On April 15, UFC comes to California for the first time when "UFC 59: Reality Check" goes live from the Arrowhead Pond of Anaheim! Tito Ortiz returns to the Octagon for one of the most important fights of his career when he takes on "The Ultimate Fighter" superstar Forrest Griffin in a Light Heavyweight battle. Also on the card, the rematch between Andre Arlovski and Tim Sylvia for the heavyweight title...Fight  Card


----------



## 7starmantis (Feb 22, 2006)

I'm really looking forward to this one! I'm not a huge Forrest Griffin fan, but I really hate Tito, so it should be interesting to watch. I hope Arlovski at least gives us somethin entertaining to watch when he beats down Sylvia!

7sm


----------



## MJS (Feb 22, 2006)

Looks like a great line-up!! I'm looking forward to that one!  Looking at the fighters, it'll be a hard one to call.

Mike


----------



## Cujo (Feb 23, 2006)

Looks like a great fight night, but I would not want to be Sylvia!
I'm also a fan of anyone fighting Tito.
Pax
Cujo


----------



## DavidCC (Feb 24, 2006)

If Forrest wins, can he take Ortiz's spot on the next season of TUF?  Please?!


----------



## Andrew Green (Feb 24, 2006)

I agree!

I don't get it, I really don't.  Doesn't matter where I look it seems very difficult to find any Tito fans anymore.  Yet he keeps getting pushed into the spotlight...

My understanding is that his contract guarantees him a title shot too, so even if Forest beats him he gets to fight Chuck for the Title at some point.

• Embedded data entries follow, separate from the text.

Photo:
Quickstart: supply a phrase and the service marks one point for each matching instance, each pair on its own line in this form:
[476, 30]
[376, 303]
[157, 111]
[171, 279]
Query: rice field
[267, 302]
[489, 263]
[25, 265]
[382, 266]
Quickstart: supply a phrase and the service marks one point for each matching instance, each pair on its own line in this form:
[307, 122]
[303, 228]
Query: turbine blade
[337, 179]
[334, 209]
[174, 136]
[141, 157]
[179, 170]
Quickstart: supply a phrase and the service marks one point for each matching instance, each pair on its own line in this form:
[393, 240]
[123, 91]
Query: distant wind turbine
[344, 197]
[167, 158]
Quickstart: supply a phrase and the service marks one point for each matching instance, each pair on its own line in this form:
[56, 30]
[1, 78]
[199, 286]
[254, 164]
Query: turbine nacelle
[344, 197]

Truthfully, I'd be ok with Forest beating him, followed by Chuck beating him and a grand finale of Ken Shamrock beating him.


----------



## 7starmantis (Feb 26, 2006)

Its good for ratings. There will allways be those people who like the *******s, and all the other people who dont will need someone to dislike...thus Tito's career keeps moving along.

7sm


----------